New Police Reform Bill Released

Quick summary of S. 2963, the MA police reform bill, as compared to previous versions.

Ignore the acres of verbiage on commissions. Maybe they’ll work, maybe they won’t, but they’re likelier to drag out and thwart police accountability than to promote it. So: What real reforms were blocked and what were included?

First, and most crucially, police reformers didn’t get any limitations on qualified immunity. Without that, police officers know they’ll still likely face no consequences for violating people’s rights in Massachusetts – which they do a lot. MA punted where CO led.

Second, the bill contains important, if long-overdue reforms. It outlaws police rape of people in their custody. It allows municipalities to not have a school resource officer. It limits school information sharing with gang databases. It limits no-knock warrants (RIP, Breonna Taylor.) The bill outlaws chokeholds resulting in unconsciousness or death. And it bans biometric surveillance without a time limit (though RMV is still allowed to do it).

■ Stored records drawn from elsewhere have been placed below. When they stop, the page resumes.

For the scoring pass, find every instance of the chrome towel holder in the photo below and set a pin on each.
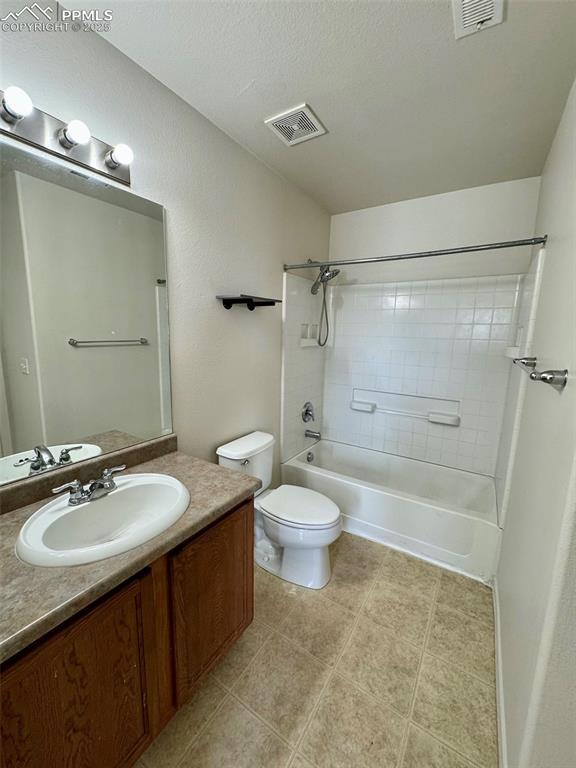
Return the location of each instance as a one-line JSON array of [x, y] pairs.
[[108, 342], [557, 378]]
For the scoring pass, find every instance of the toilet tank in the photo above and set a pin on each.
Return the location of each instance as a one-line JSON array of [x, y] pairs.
[[252, 455]]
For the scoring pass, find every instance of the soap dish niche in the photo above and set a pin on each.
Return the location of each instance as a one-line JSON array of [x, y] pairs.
[[309, 334]]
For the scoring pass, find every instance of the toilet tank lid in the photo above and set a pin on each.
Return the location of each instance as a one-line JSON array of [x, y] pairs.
[[246, 446]]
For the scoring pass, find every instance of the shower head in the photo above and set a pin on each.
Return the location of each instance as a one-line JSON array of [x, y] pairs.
[[324, 276]]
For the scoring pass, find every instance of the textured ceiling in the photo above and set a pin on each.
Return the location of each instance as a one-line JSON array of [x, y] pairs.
[[410, 110]]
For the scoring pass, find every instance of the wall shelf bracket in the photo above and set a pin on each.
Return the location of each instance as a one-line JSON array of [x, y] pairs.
[[250, 301]]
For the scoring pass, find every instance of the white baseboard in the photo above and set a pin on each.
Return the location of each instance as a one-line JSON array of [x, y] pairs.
[[500, 710]]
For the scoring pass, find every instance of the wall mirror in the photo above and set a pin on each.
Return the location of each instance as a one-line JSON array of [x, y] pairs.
[[84, 360]]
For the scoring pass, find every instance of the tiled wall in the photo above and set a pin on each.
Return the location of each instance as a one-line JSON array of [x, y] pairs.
[[303, 366], [440, 338]]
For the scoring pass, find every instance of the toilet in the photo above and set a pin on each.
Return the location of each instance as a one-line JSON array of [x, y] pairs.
[[293, 526]]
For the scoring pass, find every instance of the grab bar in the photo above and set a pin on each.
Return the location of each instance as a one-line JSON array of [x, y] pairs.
[[107, 342]]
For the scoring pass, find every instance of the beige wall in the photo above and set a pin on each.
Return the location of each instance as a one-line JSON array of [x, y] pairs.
[[487, 214], [535, 585], [17, 340], [231, 223]]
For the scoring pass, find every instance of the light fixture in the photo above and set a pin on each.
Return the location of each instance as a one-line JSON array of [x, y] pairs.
[[75, 133], [121, 155], [16, 104]]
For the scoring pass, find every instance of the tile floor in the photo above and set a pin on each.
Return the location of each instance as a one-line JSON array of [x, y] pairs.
[[390, 666]]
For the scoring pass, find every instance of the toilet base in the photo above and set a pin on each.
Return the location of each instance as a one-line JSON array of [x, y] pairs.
[[306, 567]]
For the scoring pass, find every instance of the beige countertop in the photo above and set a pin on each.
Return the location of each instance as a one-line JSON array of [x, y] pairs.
[[34, 600]]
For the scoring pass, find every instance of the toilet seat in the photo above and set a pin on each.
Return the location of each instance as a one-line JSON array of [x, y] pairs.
[[299, 507]]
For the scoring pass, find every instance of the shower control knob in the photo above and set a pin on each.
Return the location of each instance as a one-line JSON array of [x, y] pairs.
[[557, 379], [307, 412]]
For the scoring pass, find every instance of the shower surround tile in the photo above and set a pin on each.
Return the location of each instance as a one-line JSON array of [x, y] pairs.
[[441, 339]]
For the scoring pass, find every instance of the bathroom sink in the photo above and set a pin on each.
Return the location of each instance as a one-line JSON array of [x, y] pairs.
[[9, 473], [141, 507]]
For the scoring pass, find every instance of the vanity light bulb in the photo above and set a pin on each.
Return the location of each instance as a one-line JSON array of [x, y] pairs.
[[120, 155], [75, 134], [16, 104]]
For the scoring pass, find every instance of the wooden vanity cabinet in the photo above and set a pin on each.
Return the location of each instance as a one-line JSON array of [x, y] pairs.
[[79, 698], [212, 596], [95, 692]]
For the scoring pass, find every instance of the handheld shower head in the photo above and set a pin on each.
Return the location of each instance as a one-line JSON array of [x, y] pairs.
[[324, 276]]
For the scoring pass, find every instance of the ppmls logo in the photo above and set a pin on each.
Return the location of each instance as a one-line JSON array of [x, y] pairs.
[[35, 10], [39, 18]]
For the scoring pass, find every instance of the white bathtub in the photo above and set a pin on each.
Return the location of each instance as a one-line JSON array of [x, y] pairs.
[[444, 515]]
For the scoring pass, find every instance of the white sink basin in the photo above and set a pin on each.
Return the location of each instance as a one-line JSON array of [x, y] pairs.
[[9, 473], [141, 507]]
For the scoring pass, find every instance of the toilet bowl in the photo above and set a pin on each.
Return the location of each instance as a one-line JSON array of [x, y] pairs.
[[293, 526], [298, 527]]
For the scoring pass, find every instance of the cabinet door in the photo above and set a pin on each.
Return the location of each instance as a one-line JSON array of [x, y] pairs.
[[78, 700], [212, 585]]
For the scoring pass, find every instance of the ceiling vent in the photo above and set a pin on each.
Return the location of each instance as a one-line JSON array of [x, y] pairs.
[[475, 15], [296, 125]]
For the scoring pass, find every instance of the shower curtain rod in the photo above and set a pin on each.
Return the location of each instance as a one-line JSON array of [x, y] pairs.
[[420, 254]]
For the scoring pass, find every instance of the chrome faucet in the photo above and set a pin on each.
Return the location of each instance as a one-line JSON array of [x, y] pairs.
[[44, 460], [95, 489], [44, 456]]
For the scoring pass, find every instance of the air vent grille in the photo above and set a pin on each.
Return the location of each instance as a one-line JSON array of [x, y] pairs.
[[475, 15], [296, 125]]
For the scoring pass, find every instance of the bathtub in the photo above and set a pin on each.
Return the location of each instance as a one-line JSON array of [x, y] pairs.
[[444, 515]]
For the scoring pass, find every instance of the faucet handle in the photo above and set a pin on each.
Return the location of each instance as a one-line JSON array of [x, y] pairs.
[[74, 487], [65, 453], [107, 473], [77, 493], [107, 478]]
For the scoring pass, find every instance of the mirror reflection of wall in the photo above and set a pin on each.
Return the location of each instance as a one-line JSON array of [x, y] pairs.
[[75, 265]]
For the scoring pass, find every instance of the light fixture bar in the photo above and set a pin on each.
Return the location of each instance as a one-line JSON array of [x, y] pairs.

But the final version also omits important things. No limits on military equipment acquisition by police; no data collection on police stops; it never envisioned doing anything on civil asset forfeitures, or requiring warrants for use of drones or stingrays or other police surveillance tech.

In summary: The reforms that are real are the ones police unions really felt they could not block. The fact that there are some reforms they couldn’t block shows that there are limits to their massive resistance. And the battle on qualified immunity is just beginning.